May 5th commemorates the tragic death in 2004, of David Reimer. For those familiar with his story, his courage in speaking out in spite of the anguish and abuse he suffered seems an enormous accomplishment. Indeed, his life, though too short, and his work, contributed tremendously to the struggles for the human and civil rights of children and adults with intersex conditions and DSD everywhere.
Born in 1965, in semi-rural Manitoba, Canada, to working class parents who both grew up on farms, David was 8 months old when doctors injured his genitals beyond the possibility of repair during a routine circumcision gone terribly wrong. As a consequence, David’s parents were referred to the late Dr. Money at John Hopkins University, who in the wake of David’s death and the death of his twin brother in 2002 (both by suicide) became infamous for the case. To enable David to be able to experience heterosexual sex and have a “normal” life, Dr. Money persuaded the Reimers that David should undergo sex reassignment surgery, hormone therapy and become “Brenda”. David’s surgery marked the first time that sex reassignment surgery was performed on an infant without an intersex or DSD condition. Dr. Money had pioneered the procedure for intersex infants and planned to use the success of David’s surgery and his consequential gender re-socialization as an experiment to provide additional proof of the benefit of such surgeries for infants with intersex conditions or genital injury.
For years Dr. Money touted David’s case as a success despite David’s increasing despair, anger and confusion going back to when he was two years old and tore off his dresses. His mother (who also attempted suicide, in part due to the overwhelming guilt she felt for the plight of her son), reported to John Colapinto in his book As Nature Made Him: The Boy Who Was Raised As A Girl about David’s life that in elementary school David was so bullied that children would not allow him to use either the boys or girls bathroom so he was forced to relieve himself outside in an alley. When David was 14, as an urgent intervention to suicide, a local psychiatrist urged the Reimers’ to reject Dr. Money’s approach of complete concealment and tell David the truth about his body and past.
According to his 2004 article in Slate online, Colapinto says, “David later said about the revelation: “Suddenly it all made sense why I felt the way I did. I wasn’t some sort of weirdo. I wasn’t crazy.”
Once the truth was finally revealed, David began to live again as male, and went through multiple surgeries to undo the changes to his body caused by the estrogen therapy urged by Dr. Money.

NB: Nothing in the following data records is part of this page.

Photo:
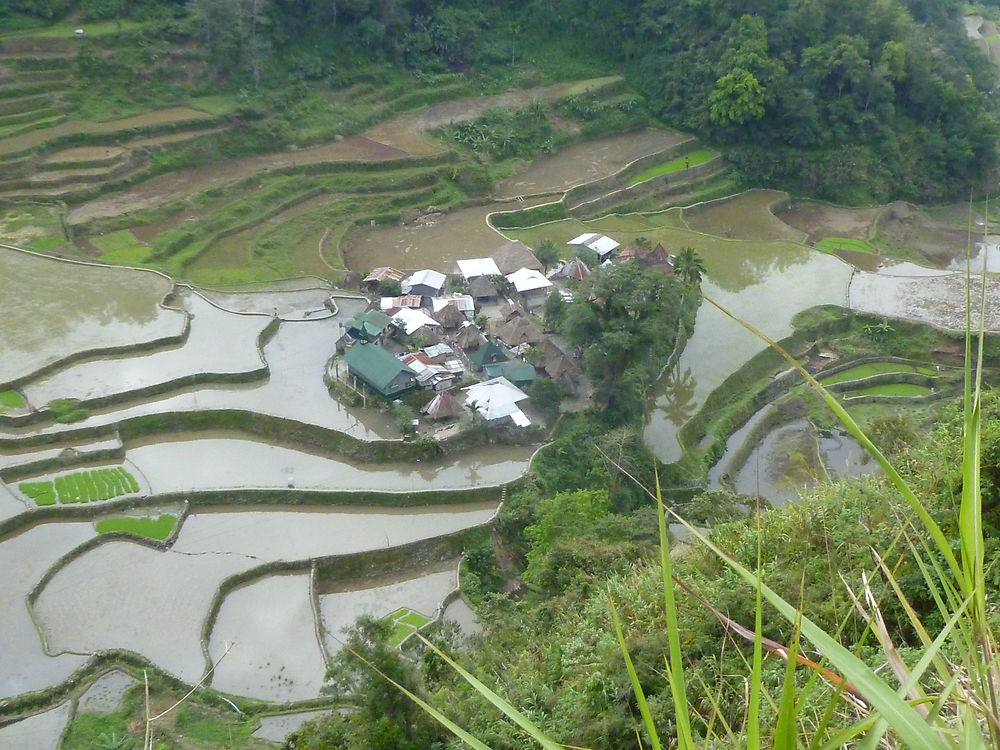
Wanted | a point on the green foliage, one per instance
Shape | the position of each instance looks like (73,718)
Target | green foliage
(625,321)
(11,400)
(693,159)
(158,528)
(83,487)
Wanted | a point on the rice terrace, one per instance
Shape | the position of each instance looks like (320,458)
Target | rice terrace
(292,340)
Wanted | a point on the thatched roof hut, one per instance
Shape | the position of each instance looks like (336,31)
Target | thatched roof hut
(443,405)
(449,317)
(518,331)
(514,255)
(468,337)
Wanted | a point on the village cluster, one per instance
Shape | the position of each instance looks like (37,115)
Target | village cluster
(441,330)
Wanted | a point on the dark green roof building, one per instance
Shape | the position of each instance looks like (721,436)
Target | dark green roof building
(518,373)
(368,325)
(379,370)
(487,354)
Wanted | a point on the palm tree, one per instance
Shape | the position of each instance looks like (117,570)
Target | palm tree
(688,266)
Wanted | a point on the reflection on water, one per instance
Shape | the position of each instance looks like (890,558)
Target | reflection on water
(763,284)
(83,308)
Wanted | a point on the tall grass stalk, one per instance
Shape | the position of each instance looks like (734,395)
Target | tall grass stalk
(934,703)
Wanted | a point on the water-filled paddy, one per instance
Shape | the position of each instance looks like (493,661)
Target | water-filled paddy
(274,654)
(39,732)
(219,342)
(83,308)
(585,162)
(251,463)
(24,558)
(937,298)
(154,602)
(421,590)
(796,280)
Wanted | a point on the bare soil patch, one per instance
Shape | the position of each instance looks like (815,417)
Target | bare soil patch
(819,220)
(747,216)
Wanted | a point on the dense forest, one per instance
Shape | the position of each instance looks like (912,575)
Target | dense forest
(855,101)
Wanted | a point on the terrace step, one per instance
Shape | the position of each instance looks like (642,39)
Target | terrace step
(21,103)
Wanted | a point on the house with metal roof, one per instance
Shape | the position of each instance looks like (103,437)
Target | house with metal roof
(426,283)
(598,243)
(518,373)
(379,370)
(473,268)
(368,326)
(496,400)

David met Dr. Milton Diamond in the late 90’s and learned from him that the supposed success of his case was being used to justify similar surgeries on infants with intersex conditions, DSD, and genital injury. Outraged, he participated in a follow-up study in an effort to shatter the myths associated with his life and prevent them from being used to perpetuate such suffering and abuse onto other infants and children. The resulting study co-authored by Dr. Diamond and Dr. Keith Sigmundson in the Archives of Pediatrics and Adolescent Medicine made international news and opened up a debate still very much alive and impacting the lives of intersex children, adults, and their families.
David later agreed to a series of articles and than the above mentioned book. He even risked public ridicule and appeared on Oprah Winfrey to tell his story with the intent of protecting others and helping to uphold their basic human rights. You can view a brief Canadian Broadcasting Company (CBC) report from shortly after his death here. (Please note, it is sad and disturbing, but overall respectfully done).
Despite his dedication to advocacy and the positive impact he achieved, David continued to be haunted by the trauma of his youth. After his brother Brian committed suicide, David, who had struggled with lifelong depression became more deeply depressed. Not long after his brother’s death, David lost his job. Then his wife of 14 years requested a separation. On May 5th, 2004, he took his own life. Even with all of the profound difficulty he faced, David Reimer contributed vastly and admirably to the struggle for the human rights of intersex and DSD people. Today, let’s honor not just his tragedy, but the enormous gifts he offered the world.